In a day or two, Chuck will return for a test run at life in his apartment of 31 years on West 92d Street.  Ever the aesthete, Chuck is eager to get back to his desk, his chair, his big-screen Mac and turn to the heavy lifting of writing.  He's unlikely to stay there alone, at least to begin.  He'll have a roommate to occupy the futon in the living room at night for a while to see how things go.  Although he's gained back some of the weight he's lost in the last year, Chuck's physical stamina is diminished, at least for now, and he'll need the extra help.


One may no longer call Chuck "Staplehead" as his Roosevelt Hospital neurosurgeon delicately cut and removed all nine inches of them last Tuesday with a device that looked like a very expensive nail scissors.  This after first basting the length of the scar with a giant Q-tip saturated with brown antiseptic.   (Too much information?  Okay.  Just reporting what happened.)  The two chatted about guitars while Mike Kamarck and I looked on.

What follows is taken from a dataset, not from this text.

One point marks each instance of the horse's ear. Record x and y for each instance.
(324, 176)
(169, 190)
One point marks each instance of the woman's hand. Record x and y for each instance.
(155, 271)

The following day, Wednesday, Chuck had his big meeting with the Weill Cornell radiation oncologist, Gabriella Wernicke (pronounced Wur-nik), who will manage his treatments going forward and certainly will be the most important woman in his life for some time to come.  The latter is an optimistic, enthusiastic person who once stopped in mid-sentence and swiveled on her leather chair in Chuck's direction to speak directly to him, alerting Mike and me that she would answer every one's questions, but she would be speaking primarily to Chuck, her patient.  I considered that a fairly revolutionary act by a doctor.  She frequently put her hand on Chuck's forearm, which was resting on her desk, often squeezing his arm in a comradely way whenever his spirits flagged.  It was not an easy afternoon for our anarchist/ progressive warrior-writer; there is--as so many of us know--a paradoxical banality and even gloom attached to real life medical dramas, especially when you are the protagonist.  Also present was a talkative, authoritative resident in the field of radiation oncology and a visiting Peruvian doctor who looked to be about 14 and remained silent throughout the two hours of give and take.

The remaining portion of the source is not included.